First, Leary later explained that, in his opinion, one would only get injured "if you were doing it and not paying attention." The introduction of such a condition negates any concept of certainty. Second, assuming no such qualification existed, this is precisely the type of evidence that this Court has cautioned would be insufficient to prove this "extremely high standard." Palazzola, 223 Mich.App. at 149, 565 N.W.2d 868. Leary's failure to mention any explicit chance or probability does not transform his opinion into one of certainty. Notably, Leary's statement did not provide that when someone next used the wheelabrator with the doorstops missing that the person was certain to get injured. Instead, his statement clearly reflected his reasoned view that the condition was indeed dangerous and that common sense dictated that, due to the laws of probability, eventually someone would get hurt. But these types of dangerous conditions fall well short of establishing a condition that is certain to cause injury when the condition is encountered. See Johnson v. Detroit Edison Co., 288 Mich.App. 688, 697–698, 795 N.W.2d 161 (2010) (stating that an employer's knowledge that an accident was likely is insufficient); Oaks v. Twin City Foods, Inc., 198 Mich.App. 296, 298, 497 N.W.2d 196 (1993) ("[I]t is not enough that the employer acted recklessly and even envisioned the type of accident that did in fact occur.").
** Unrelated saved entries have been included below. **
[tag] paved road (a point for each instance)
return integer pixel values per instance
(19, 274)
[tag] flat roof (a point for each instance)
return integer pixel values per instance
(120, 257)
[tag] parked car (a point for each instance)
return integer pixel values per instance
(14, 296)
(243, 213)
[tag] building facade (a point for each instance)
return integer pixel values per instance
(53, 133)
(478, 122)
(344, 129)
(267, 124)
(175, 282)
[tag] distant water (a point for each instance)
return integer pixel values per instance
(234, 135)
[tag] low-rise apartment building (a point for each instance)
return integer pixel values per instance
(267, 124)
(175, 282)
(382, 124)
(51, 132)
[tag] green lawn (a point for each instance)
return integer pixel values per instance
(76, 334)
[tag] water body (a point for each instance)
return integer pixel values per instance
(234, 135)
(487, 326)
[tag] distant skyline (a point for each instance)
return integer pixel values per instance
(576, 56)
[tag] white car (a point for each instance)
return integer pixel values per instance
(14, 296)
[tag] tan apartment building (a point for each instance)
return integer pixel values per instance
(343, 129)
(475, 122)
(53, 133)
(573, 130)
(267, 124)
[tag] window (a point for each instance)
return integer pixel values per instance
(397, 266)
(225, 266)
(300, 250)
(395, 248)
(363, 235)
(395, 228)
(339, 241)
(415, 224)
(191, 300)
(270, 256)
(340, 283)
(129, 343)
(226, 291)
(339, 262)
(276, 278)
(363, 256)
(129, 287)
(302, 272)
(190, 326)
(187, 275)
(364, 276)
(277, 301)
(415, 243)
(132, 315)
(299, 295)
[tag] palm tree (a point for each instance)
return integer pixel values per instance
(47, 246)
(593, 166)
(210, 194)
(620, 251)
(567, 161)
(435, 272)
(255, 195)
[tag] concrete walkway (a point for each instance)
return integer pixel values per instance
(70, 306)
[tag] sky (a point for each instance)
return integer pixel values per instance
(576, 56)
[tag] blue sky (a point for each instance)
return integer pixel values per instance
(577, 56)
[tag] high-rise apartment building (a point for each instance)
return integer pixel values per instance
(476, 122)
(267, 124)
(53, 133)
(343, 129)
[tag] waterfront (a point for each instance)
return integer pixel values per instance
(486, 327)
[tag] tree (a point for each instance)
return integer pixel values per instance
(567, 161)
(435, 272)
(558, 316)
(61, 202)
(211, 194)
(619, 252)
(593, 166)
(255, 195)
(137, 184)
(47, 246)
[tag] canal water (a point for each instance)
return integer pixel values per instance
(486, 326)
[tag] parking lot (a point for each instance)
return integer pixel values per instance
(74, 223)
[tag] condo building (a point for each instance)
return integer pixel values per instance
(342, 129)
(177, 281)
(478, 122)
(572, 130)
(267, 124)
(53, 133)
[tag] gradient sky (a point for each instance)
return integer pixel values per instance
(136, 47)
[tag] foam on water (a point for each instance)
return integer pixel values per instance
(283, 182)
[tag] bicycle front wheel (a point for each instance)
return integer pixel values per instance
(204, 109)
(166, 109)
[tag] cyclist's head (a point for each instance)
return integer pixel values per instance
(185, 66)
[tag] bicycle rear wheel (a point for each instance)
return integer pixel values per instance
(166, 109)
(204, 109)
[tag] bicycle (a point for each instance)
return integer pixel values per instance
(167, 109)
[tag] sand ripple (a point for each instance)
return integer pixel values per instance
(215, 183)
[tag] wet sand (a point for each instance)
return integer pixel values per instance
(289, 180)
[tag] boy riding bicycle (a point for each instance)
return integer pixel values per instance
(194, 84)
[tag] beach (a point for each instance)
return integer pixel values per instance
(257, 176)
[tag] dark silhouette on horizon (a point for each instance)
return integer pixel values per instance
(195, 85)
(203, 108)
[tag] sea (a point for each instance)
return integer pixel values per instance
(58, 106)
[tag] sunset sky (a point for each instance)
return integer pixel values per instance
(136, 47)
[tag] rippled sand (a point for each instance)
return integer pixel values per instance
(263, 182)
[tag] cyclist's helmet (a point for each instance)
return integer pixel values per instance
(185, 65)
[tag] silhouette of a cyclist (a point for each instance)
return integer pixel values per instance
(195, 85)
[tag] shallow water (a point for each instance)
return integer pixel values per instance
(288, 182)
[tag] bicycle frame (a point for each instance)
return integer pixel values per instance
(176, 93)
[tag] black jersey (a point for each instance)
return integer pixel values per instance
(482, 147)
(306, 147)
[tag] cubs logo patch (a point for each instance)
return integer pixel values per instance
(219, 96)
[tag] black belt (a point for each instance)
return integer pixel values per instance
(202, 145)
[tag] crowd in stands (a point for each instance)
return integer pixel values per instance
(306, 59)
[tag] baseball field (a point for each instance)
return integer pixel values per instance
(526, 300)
Plaintiff alternatively relies on the principle that a continuously operative dangerous condition may form the basis for a claim under the intentional-tort exception. However, it is not enough that such a dangerous condition merely exists. The employer must have knowledge of the condition and refrain from informing the employee about it. Johnson, 288 Mich.App. at 698, 795 N.W.2d 161, citing Travis, 453 Mich. at 178, 551 N.W.2d 132 (opinion by BOYLE, J.). The key is that the employee is left in the dark about the danger he or she will encounter and is therefore "unable to take steps to keep from being injured." Id. But in this case, there was no need for defendant to notify plaintiff of the dangerous condition or the nature of the danger because plaintiff brought the danger to defendant's attention a week or two before the accident. Indeed, plaintiff was prompted to notify defendant after plaintiff got part of his glove caught between the door and the I-beam in that very same pinch point. At the time of his accident, plaintiff was clearly aware of the danger and the potential for severe injury. For starters, with the 11–foot high, 10,000–pound door slamming into the steel I-beam every time the doorstops were missing, the potential for serious harm to plaintiff was obvious. Moreover, assuming arguendo that plaintiff was somehow unaware of the danger he faced, any doubt was erased after his glove got caught in the pinch point, which prompted him to notify management of the dangerous condition. Plaintiff acknowledged that, at the time, he was lucky that no part of his hand was caught between the door and the I-beam in that instance. Therefore, the record is clear that plaintiff's situation is distinguishable from the hypothetical employee described in Travis who is unaware of the danger and unable to take steps to protect himself. As a result, plaintiff cannot invoke the continuously operative dangerous condition doctrine to establish that defendant committed an intentional tort.
As the trial court correctly held, plaintiff failed to present any evidence under MCL 418.131(1) that defendant specifically intended to harm him. As a result, the court did not err when it granted defendant's motion for summary disposition.
Affirmed. Defendant, as the prevailing party, may tax costs pursuant to MCR 7.219.
RIORDAN, P.J., and SAAD and MARKEY, JJ., concurred.